Many people claim that there are advantages to incorporating in Nevada. Is that true?

We are frequently asked this question. Corporations are creations of state law and state laws differ. It can sometimes be advantageous to incorporate in a particular state. If your corporation operates an active business in only one state, then it’s probably best to incorporate in that state, since out-of-state corporations must register as an international corporation in the home state where it will do business. But if you have flexibility as to where to incorporate, Nevada is a good choice. So is Delaware. Many of America’s largest corporations incorporate in Delaware, with its exceptionally debtor-friendly laws. Delaware also offers certain tax advantages for larger corporations. However, the smaller business may find Nevada more advantageous; (though Wyoming’s corporate laws follow Nevada’s).
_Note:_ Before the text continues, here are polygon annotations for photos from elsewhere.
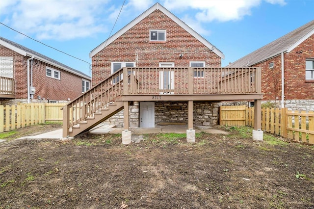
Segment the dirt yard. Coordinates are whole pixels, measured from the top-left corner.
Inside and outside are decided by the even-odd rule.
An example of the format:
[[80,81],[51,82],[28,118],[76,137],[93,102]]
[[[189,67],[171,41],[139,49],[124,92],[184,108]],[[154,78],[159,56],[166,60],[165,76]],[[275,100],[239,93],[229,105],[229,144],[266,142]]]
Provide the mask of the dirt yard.
[[314,146],[224,131],[0,143],[0,209],[314,209]]

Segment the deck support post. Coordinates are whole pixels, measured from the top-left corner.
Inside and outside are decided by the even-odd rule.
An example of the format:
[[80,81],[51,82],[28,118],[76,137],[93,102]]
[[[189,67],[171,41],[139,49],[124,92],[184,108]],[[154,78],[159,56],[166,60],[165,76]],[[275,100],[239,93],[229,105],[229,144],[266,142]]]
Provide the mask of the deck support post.
[[69,108],[68,105],[65,105],[62,108],[62,137],[66,138],[69,136],[70,131],[69,131],[69,124],[70,123],[70,117],[69,116]]
[[187,103],[186,141],[187,142],[195,142],[195,130],[193,130],[193,101],[189,101]]
[[125,101],[124,104],[124,131],[122,131],[122,144],[129,144],[131,143],[132,136],[131,131],[129,130],[129,102]]
[[252,139],[255,141],[263,140],[263,131],[262,131],[262,100],[254,100],[254,130]]

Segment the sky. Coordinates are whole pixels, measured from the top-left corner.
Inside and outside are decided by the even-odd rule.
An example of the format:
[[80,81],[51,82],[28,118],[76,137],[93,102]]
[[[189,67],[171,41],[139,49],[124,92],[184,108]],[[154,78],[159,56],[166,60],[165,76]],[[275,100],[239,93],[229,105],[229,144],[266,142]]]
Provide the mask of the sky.
[[1,0],[0,36],[91,76],[89,52],[156,2],[222,52],[222,67],[314,19],[314,0]]

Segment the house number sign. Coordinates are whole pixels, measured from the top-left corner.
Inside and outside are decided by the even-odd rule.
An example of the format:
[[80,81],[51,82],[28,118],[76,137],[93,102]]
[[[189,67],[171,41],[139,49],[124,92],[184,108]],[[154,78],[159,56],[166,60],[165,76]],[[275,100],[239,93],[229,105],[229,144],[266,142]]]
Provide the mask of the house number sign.
[[153,96],[153,99],[155,100],[161,100],[161,96]]

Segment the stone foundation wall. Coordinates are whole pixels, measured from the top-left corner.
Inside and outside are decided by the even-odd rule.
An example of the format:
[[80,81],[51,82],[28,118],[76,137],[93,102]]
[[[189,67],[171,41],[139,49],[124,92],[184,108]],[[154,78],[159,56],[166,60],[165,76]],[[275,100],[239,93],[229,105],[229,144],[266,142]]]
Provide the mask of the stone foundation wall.
[[[193,125],[213,126],[218,125],[219,106],[221,105],[237,105],[247,104],[247,102],[226,102],[214,103],[210,102],[194,102],[193,105]],[[139,125],[139,105],[134,102],[129,106],[130,128],[138,128]],[[162,123],[187,124],[187,102],[155,102],[155,124]],[[119,113],[106,120],[105,125],[123,127],[124,111]]]
[[[134,102],[133,105],[129,106],[129,121],[130,128],[138,128],[139,125],[139,106],[137,102]],[[103,123],[104,124],[111,126],[115,126],[117,128],[124,127],[124,111],[122,110],[113,115],[110,118],[106,120]]]

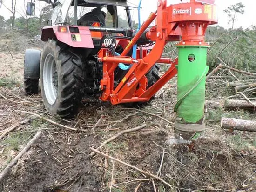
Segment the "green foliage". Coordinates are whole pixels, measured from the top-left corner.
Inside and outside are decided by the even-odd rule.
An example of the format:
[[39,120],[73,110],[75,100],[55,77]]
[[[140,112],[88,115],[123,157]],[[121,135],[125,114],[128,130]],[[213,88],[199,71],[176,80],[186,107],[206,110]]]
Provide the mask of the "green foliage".
[[239,69],[256,70],[256,30],[241,28],[229,30],[219,26],[209,27],[206,41],[214,42],[208,56],[211,67],[220,63],[220,58],[227,65]]
[[209,110],[206,117],[206,120],[220,120],[222,117],[236,118],[245,120],[253,120],[255,115],[248,111],[243,110],[235,111],[225,111],[222,107]]
[[227,143],[235,151],[254,150],[255,141],[248,137],[243,137],[241,134],[236,134],[227,138]]
[[29,132],[19,132],[13,134],[1,142],[3,145],[7,145],[7,150],[13,149],[18,151],[21,145],[27,143],[27,140],[31,136]]

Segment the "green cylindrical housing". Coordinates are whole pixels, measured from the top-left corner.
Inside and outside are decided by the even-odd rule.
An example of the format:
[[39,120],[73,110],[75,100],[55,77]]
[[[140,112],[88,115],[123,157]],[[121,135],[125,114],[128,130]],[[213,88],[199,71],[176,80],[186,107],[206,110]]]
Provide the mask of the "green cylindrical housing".
[[208,46],[178,46],[177,101],[175,128],[180,131],[196,132],[204,129]]

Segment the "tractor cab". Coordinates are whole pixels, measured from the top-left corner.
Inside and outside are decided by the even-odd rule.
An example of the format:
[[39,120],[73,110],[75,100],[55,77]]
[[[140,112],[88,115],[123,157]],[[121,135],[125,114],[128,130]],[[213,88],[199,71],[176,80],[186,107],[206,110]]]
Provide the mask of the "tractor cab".
[[47,25],[87,26],[95,48],[107,37],[132,33],[130,10],[137,7],[126,0],[59,0],[54,7]]

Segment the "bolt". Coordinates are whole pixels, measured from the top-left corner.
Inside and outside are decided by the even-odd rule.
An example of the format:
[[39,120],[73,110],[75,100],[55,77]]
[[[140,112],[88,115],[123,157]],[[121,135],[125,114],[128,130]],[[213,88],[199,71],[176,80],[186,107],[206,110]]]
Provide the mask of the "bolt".
[[160,0],[157,2],[157,6],[160,7],[161,6],[161,2]]

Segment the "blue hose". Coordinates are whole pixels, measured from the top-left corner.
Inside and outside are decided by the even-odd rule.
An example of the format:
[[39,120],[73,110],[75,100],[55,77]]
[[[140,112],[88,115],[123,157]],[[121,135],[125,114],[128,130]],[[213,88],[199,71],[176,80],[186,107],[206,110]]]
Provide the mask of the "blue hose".
[[[118,53],[115,52],[115,55],[117,56],[120,56],[120,54]],[[120,63],[118,64],[118,67],[121,69],[122,70],[127,70],[131,68],[131,66],[126,66],[123,63]]]
[[[139,5],[138,6],[138,28],[137,29],[137,31],[136,33],[138,33],[140,29],[141,28],[141,2],[142,0],[140,0],[140,3],[139,3]],[[120,54],[118,54],[117,53],[115,52],[115,54],[117,55],[120,56]],[[133,55],[132,55],[133,58],[134,58],[136,59],[137,58],[137,44],[135,44],[133,46]],[[131,66],[126,66],[124,65],[123,63],[119,63],[118,64],[118,67],[123,70],[127,70],[129,69],[130,68],[131,68]]]
[[[138,33],[141,28],[141,5],[142,0],[140,0],[139,6],[138,6],[138,19],[139,23],[138,25],[138,28],[137,29],[136,33]],[[133,58],[136,59],[137,57],[137,44],[133,46]]]

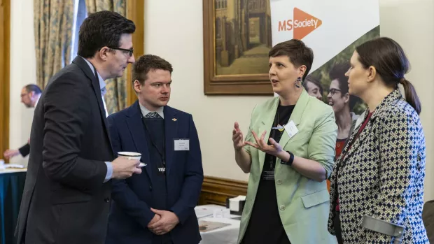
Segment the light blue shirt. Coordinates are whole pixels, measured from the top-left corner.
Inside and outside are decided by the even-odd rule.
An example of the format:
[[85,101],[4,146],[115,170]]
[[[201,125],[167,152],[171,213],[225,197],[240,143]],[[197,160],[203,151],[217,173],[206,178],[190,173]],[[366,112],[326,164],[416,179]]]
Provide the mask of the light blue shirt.
[[[82,58],[85,59],[86,63],[88,63],[88,64],[89,65],[89,67],[92,70],[92,73],[95,73],[95,70],[93,68],[93,65],[92,65],[92,64],[88,59],[83,58],[83,57]],[[107,117],[108,116],[108,113],[107,113],[107,107],[106,106],[106,101],[104,101],[104,95],[107,92],[107,89],[106,89],[106,82],[104,82],[104,80],[102,79],[102,77],[101,77],[101,76],[99,75],[99,73],[98,73],[98,71],[97,71],[97,74],[98,75],[98,80],[99,80],[99,89],[101,89],[101,96],[102,97],[102,103],[104,105],[104,110],[106,111],[106,117]],[[107,181],[108,181],[108,180],[111,179],[111,175],[113,175],[113,166],[111,165],[111,163],[109,162],[106,162],[104,163],[106,163],[106,165],[107,166],[107,173],[106,174],[106,178],[104,179],[104,182],[105,183]]]

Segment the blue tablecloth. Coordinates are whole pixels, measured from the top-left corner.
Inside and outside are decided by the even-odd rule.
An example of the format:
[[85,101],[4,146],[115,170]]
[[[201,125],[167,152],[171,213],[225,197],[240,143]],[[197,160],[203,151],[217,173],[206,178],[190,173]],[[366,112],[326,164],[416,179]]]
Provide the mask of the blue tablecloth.
[[15,244],[26,172],[0,172],[0,244]]

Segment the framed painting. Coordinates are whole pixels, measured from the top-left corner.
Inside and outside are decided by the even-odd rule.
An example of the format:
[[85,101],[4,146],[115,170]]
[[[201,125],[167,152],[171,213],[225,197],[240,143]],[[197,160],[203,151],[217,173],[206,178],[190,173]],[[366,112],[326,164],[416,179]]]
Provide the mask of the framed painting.
[[272,95],[270,0],[203,0],[206,95]]

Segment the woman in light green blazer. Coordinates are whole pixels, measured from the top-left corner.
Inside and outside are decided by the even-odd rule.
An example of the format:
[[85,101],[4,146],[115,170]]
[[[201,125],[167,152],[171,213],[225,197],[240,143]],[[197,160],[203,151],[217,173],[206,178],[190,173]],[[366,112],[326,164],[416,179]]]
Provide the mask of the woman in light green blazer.
[[332,108],[309,96],[302,81],[314,60],[299,40],[270,51],[270,80],[279,96],[257,105],[249,131],[235,122],[237,164],[250,173],[238,243],[328,244],[329,194],[337,126]]

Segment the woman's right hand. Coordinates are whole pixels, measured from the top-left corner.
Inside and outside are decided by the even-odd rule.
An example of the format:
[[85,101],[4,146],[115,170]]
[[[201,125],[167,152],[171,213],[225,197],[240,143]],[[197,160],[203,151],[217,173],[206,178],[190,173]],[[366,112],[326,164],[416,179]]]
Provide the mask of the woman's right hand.
[[243,132],[239,129],[238,122],[235,122],[234,130],[232,131],[232,141],[234,142],[234,148],[236,151],[239,151],[246,145],[243,138]]

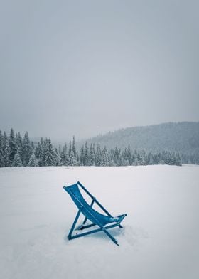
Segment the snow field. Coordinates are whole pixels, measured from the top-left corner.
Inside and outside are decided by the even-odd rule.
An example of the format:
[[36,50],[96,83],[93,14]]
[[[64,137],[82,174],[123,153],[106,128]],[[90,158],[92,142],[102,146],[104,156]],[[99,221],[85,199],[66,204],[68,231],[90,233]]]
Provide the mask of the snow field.
[[[80,181],[124,228],[68,241]],[[3,279],[199,278],[199,167],[0,169]]]

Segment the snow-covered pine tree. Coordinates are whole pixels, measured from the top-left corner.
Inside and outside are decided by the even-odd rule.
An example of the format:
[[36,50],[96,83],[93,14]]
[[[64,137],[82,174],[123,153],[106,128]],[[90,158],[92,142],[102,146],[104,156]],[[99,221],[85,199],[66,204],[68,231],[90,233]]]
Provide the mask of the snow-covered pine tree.
[[88,165],[95,166],[95,150],[91,143],[89,148]]
[[97,146],[96,153],[95,153],[95,165],[101,166],[102,164],[102,150],[100,142]]
[[85,142],[85,154],[84,154],[84,159],[85,159],[85,166],[88,166],[89,165],[89,150],[88,150],[88,147],[87,147],[87,142]]
[[80,149],[80,166],[85,165],[85,147],[84,147],[84,145],[82,145]]
[[4,133],[3,136],[3,151],[2,151],[4,167],[9,167],[10,166],[10,159],[9,159],[9,154],[10,154],[10,148],[9,144],[9,139],[6,135],[6,132]]
[[76,157],[75,156],[75,154],[73,153],[72,149],[71,150],[71,152],[70,152],[70,166],[77,166],[78,165],[78,162],[77,160]]
[[9,160],[10,160],[10,165],[12,165],[12,162],[14,158],[16,153],[17,152],[17,145],[16,137],[14,135],[14,131],[13,128],[11,128],[10,132],[10,136],[9,139],[9,144],[10,148],[10,153],[9,153]]
[[19,153],[20,158],[23,158],[23,140],[20,132],[16,134],[16,142],[17,152]]
[[40,167],[44,166],[43,162],[43,138],[41,139],[40,142],[38,143],[35,149],[35,155],[38,161]]
[[23,139],[23,165],[24,167],[28,166],[29,159],[33,153],[33,149],[31,147],[31,143],[28,137],[28,132],[24,135]]
[[61,159],[57,148],[55,149],[55,166],[61,166]]
[[176,154],[176,164],[177,166],[181,166],[182,165],[182,161],[181,161],[181,156],[180,156],[179,153],[178,153]]
[[0,167],[4,167],[4,162],[3,157],[3,135],[0,130]]
[[20,157],[20,154],[18,152],[16,153],[14,155],[13,162],[12,162],[12,167],[22,167],[22,161]]
[[116,166],[119,166],[119,152],[117,147],[115,147],[114,151],[114,160]]
[[69,164],[69,159],[68,159],[68,153],[67,144],[65,144],[63,150],[60,152],[60,158],[61,158],[61,165],[62,166],[68,166]]
[[129,163],[129,165],[131,166],[132,164],[132,154],[131,154],[131,147],[130,144],[128,145],[127,148],[127,159]]
[[73,151],[74,157],[77,159],[77,151],[76,151],[76,147],[75,147],[75,136],[73,136],[73,138],[72,138],[72,150]]
[[45,139],[44,147],[44,162],[45,166],[55,165],[55,154],[51,140]]
[[38,167],[38,160],[36,157],[35,153],[33,152],[30,157],[28,162],[28,167]]

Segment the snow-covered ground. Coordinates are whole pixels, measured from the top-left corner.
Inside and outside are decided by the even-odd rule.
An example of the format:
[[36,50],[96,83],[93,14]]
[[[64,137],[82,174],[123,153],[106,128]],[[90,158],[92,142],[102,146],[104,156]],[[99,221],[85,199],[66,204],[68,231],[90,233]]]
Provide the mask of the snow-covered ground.
[[[124,228],[68,241],[80,181]],[[198,279],[199,167],[0,169],[2,279]]]

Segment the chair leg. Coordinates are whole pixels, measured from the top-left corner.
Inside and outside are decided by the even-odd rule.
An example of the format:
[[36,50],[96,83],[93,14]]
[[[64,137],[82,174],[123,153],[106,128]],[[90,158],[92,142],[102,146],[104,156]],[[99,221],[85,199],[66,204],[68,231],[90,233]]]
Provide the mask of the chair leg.
[[70,230],[70,232],[68,233],[68,239],[72,239],[72,231],[74,231],[74,228],[75,228],[76,223],[77,223],[77,221],[78,220],[78,218],[80,217],[80,213],[81,213],[81,210],[80,209],[78,211],[78,212],[77,212],[77,214],[76,215],[76,217],[75,217],[75,219],[74,220],[74,222],[73,222],[73,223],[72,225],[72,227],[71,227],[71,228]]
[[118,242],[117,240],[108,232],[108,231],[106,228],[103,228],[102,231],[104,231],[104,233],[107,235],[107,236],[111,238],[111,240],[119,246]]

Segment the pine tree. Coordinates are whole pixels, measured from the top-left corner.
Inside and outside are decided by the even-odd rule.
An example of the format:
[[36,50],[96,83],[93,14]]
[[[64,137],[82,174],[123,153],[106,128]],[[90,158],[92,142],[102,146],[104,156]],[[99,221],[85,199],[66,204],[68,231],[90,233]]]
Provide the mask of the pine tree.
[[44,164],[45,166],[55,165],[54,149],[50,139],[44,142]]
[[11,165],[14,156],[17,152],[17,145],[16,145],[16,137],[13,128],[11,128],[11,130],[9,144],[10,148],[9,160],[10,160],[10,165]]
[[10,148],[9,144],[9,139],[6,134],[6,132],[4,132],[4,137],[3,137],[3,151],[2,151],[4,167],[10,166],[9,154],[10,154]]
[[88,165],[89,166],[95,165],[95,150],[94,150],[93,145],[92,144],[90,144],[89,148]]
[[22,167],[22,162],[18,152],[14,155],[12,167]]
[[38,161],[35,155],[35,153],[33,153],[30,157],[28,167],[38,167]]
[[23,164],[24,167],[28,166],[32,153],[31,143],[28,132],[26,132],[23,139]]
[[4,161],[3,157],[3,135],[0,130],[0,167],[4,167]]
[[77,152],[76,152],[76,147],[75,147],[75,136],[73,136],[73,138],[72,138],[72,150],[73,151],[74,157],[77,159]]
[[85,166],[85,147],[82,146],[80,149],[80,166]]
[[100,142],[97,146],[96,154],[95,154],[95,165],[101,166],[102,164],[102,151]]
[[41,139],[40,142],[38,143],[36,147],[35,155],[38,161],[38,165],[40,167],[44,166],[43,138]]
[[109,158],[107,154],[107,147],[104,147],[102,151],[102,166],[108,166],[109,165]]
[[60,159],[61,159],[61,165],[62,166],[68,166],[69,164],[69,159],[68,154],[67,144],[65,144],[63,148],[63,150],[60,151]]
[[85,166],[89,165],[89,150],[87,147],[87,142],[85,142],[85,154],[84,154],[84,159],[85,159]]
[[16,143],[17,152],[19,153],[20,158],[23,158],[23,140],[20,132],[16,135]]
[[55,166],[61,166],[61,159],[57,148],[55,149]]

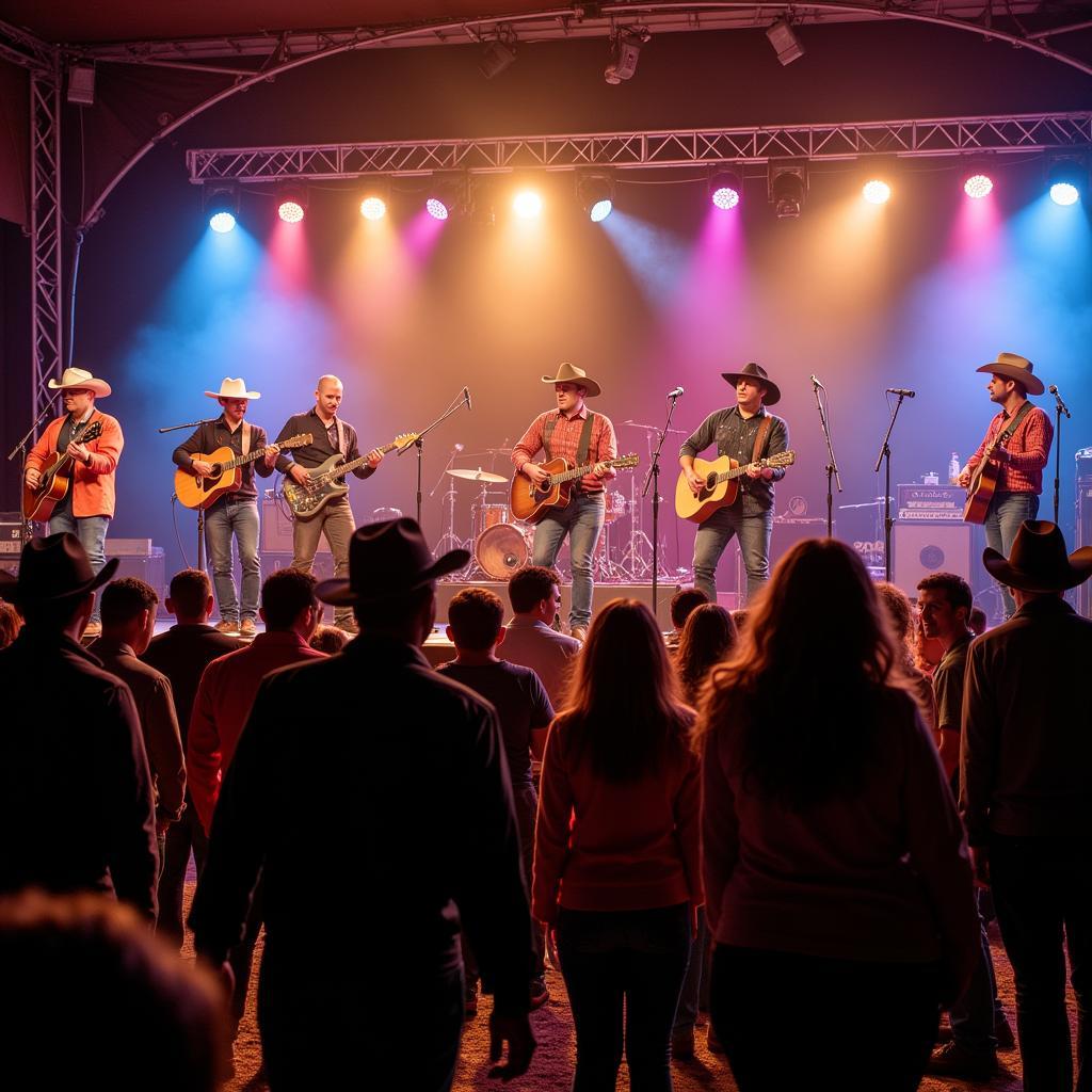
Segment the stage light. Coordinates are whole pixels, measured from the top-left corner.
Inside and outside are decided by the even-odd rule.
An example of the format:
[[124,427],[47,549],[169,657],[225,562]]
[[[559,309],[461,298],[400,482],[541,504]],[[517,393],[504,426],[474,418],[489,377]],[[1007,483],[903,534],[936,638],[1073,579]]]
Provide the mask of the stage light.
[[709,200],[717,209],[735,209],[743,192],[743,182],[734,170],[721,171],[709,180]]
[[887,204],[891,200],[891,187],[882,178],[870,178],[860,187],[860,195],[869,204]]

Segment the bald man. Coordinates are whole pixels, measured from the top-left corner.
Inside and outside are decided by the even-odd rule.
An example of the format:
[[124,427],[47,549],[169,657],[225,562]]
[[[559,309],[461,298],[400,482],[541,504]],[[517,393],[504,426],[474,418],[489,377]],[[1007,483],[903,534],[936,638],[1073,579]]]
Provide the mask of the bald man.
[[[308,471],[321,466],[332,455],[341,452],[345,462],[358,459],[356,429],[337,416],[344,393],[345,388],[336,376],[322,376],[314,389],[313,407],[307,413],[289,417],[276,438],[276,442],[281,443],[292,436],[310,432],[311,442],[292,451],[270,452],[265,456],[268,465],[275,465],[293,482],[306,486],[309,480]],[[359,478],[370,477],[382,459],[381,451],[371,451],[368,453],[367,465],[358,466],[353,473]],[[334,557],[334,575],[347,578],[348,543],[355,530],[356,521],[353,519],[348,495],[328,501],[309,520],[296,520],[293,524],[292,567],[301,572],[310,572],[314,563],[314,551],[319,548],[319,536],[325,535],[330,553]],[[334,610],[334,625],[355,633],[357,627],[352,608]]]

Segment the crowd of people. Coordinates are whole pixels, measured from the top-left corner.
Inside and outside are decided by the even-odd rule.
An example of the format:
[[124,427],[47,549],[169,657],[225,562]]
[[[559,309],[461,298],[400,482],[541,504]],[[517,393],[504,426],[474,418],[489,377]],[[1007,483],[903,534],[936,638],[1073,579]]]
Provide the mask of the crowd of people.
[[[436,582],[467,560],[412,520],[364,526],[347,575],[264,582],[252,641],[210,624],[197,570],[153,637],[156,592],[72,534],[0,574],[13,1087],[75,1083],[91,1054],[116,1088],[218,1087],[262,928],[274,1092],[366,1084],[380,1056],[448,1089],[480,995],[490,1076],[517,1079],[547,957],[577,1092],[613,1092],[624,1057],[634,1090],[668,1092],[703,1010],[741,1092],[817,1070],[987,1080],[1014,1045],[996,916],[1024,1088],[1092,1089],[1092,621],[1064,598],[1092,548],[1028,521],[987,549],[1014,613],[980,636],[960,577],[925,578],[915,606],[829,538],[747,612],[680,591],[669,634],[620,598],[563,636],[560,579],[530,566],[510,612],[483,587],[451,600],[434,668]],[[322,604],[359,634],[321,627]],[[177,954],[191,855],[195,965]]]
Nevada is state tax-free. Most importantly, Nevada’s corporate officers and directors have broader liability protection. For example, Nevada corporations limit the personal liability of officers and directors for breach of fiduciary duty (other than improper dividend payments). Nevada imposes a short statute of limitations for creditors to sue. Nevada also allows broader indemnities for officers or even stockholders who incur liability on behalf of the corporation. For instance, corporate directors can take a security interest or lien on corporate assets to guarantee their indemnifications. This can be quite useful for asset protection. Other states invalidate these self-serving legal arrangements. Nevada also better protects the corporate shares. It limits a stockholder’s creditor to a charging order, in the same way an LLC does. That feature is unique to Nevada. But no state is perfect. For instance, Nevada corporations have double the IRS audit rate. And contrary to myth, you really can’t issue bearer shares with Nevada corporations to disguise your ownership. So the choice of jurisdiction as to where to incorporate is a mixed bag. It involves a number of considerations that must be decided by both your attorney and accountant.